It is so good to be in a roomful of friends. Before last night I'd more or less gone into social exile because I was so busy. I need to make time to hang out with people, though. It's so important. Between the chocolate paint and the massages and just plain lots of hugs and catching up I feel human again.

I'm really looking forward to dressing up tomorrow (well tonight). I do love dressing up. I love having someone to do it with, too, and Angus is getting into this-- it's like getting ready for Sin City, the fetish nightclub. with Eva, but different given the different personalities of course. I'm not sure if it's because I'm a dyed-in-the-wool roleplayer and costuming is part of feeling out a role, or if it's because I just like pretty things and wearing pretty things is fun. Maybe some of each?

Also looking forward to having lots of people crash here tomorrow night. I'm trying to remember to tell people to bring breakfastables, because there'll be a ton of people and I have no budget to feed everyone and I want the morning to be a nice relaxed one with nobody dying of hunger. Then there's the baby viewing Sunday, landlord inspection Monday, prospective roommates mostly seeing the place Tuesday, and we'll take it from there.

Not to belabour the point, but I am still and always grateful for my friends. I've only hung out with Piotr three times, really, but two of those times involved at least five people in a shower (not that he swings my way, would you believe five or six people in a shower covered with chocolate or olive oil wouldn't end up being particularly intensely sexual?) and we're definitely kindred on a pretty deep level-- he's one of the first people I've shared the ability to talk about spiritual stuff with. Anthony and harem are just awesome to be around, a refreshing combination of level-headed and practical about their well-executed revelry. Rowan and I understand each other. Nick makes me feel very cared-for, and he's constantly upbeat-- I mean, who doesn't feel cared-for with a two-hour back massage? Bob has magically become an old and valued friend, and he makes me happy-- we've spent a lot of time together and I love that familiarity between us. We can communicate a lot without saying it or even thinking about it, and the message conveyed is caring and reassuring.

And Angus and I, when we're hanging out and he's helping me clean my house and I'm helping him primp for the masquerade and he's doing likewise for me and I'm burnt out and he's wrries and self-destructive-- Angus and I are a good team. We're not good for each other in the sense of encouraging each other to eat the right things all the time, or to be totally responsible, but we stick together when it counts and we even stick together when it doesn't, just for the hell of it.
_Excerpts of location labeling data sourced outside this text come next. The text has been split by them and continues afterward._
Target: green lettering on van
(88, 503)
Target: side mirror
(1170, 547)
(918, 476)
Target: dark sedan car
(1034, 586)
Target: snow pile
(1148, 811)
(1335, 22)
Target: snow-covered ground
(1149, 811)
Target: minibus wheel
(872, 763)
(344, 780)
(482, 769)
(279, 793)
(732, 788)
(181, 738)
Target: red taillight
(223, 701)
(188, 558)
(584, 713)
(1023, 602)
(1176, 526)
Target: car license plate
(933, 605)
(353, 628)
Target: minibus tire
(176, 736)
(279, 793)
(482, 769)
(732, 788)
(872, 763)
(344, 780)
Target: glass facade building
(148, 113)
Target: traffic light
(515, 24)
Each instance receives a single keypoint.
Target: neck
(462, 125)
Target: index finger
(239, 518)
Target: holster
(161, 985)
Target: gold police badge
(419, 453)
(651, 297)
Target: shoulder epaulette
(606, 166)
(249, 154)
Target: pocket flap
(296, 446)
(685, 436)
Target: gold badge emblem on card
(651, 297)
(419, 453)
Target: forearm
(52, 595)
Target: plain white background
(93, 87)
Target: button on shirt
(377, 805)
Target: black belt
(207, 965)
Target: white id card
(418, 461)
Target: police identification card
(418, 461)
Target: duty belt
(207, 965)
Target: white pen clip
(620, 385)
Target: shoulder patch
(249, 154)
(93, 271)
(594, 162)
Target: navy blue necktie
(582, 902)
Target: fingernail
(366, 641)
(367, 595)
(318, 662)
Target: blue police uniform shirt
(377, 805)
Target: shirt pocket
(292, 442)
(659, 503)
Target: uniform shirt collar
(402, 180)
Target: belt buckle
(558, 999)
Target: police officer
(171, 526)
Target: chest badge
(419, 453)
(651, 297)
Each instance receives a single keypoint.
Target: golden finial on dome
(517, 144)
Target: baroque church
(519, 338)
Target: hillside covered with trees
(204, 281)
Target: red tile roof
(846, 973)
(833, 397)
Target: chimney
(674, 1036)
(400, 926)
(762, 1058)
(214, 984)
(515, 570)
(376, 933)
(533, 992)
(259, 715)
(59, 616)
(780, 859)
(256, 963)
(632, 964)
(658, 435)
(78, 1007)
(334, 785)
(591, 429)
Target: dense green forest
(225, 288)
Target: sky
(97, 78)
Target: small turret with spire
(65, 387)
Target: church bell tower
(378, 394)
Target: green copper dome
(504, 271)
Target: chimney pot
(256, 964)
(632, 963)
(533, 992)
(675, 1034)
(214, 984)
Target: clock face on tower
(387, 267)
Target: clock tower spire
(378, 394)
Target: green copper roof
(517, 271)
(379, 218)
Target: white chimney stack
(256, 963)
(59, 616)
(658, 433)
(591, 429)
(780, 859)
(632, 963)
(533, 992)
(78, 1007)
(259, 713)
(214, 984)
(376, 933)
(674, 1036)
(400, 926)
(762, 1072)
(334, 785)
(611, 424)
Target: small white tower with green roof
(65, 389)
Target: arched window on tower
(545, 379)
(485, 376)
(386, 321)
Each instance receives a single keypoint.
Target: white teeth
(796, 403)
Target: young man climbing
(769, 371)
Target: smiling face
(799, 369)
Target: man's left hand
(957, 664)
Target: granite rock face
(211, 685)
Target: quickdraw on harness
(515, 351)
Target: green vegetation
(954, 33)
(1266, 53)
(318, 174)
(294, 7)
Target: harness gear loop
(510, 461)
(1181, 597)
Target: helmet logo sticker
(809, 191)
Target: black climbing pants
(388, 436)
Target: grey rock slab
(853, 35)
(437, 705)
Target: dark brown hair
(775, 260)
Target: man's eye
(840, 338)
He's 100% there for me, and that remains a novel feeling for me. I mean, fuck it, who else is gonna give up most of their sleep and half their masquerade prep time to help me clean my house? And who else is going to put up with my constant chaos-generated insecurity? And who else is gonna eat what I make for them all the time, and deal with my erratic but strong need to mother-hen, and return it just when I need it?

But enough about that.

Now I have time to do the roommate hunt properly. But first, I sleep. Tomorrow, the salon.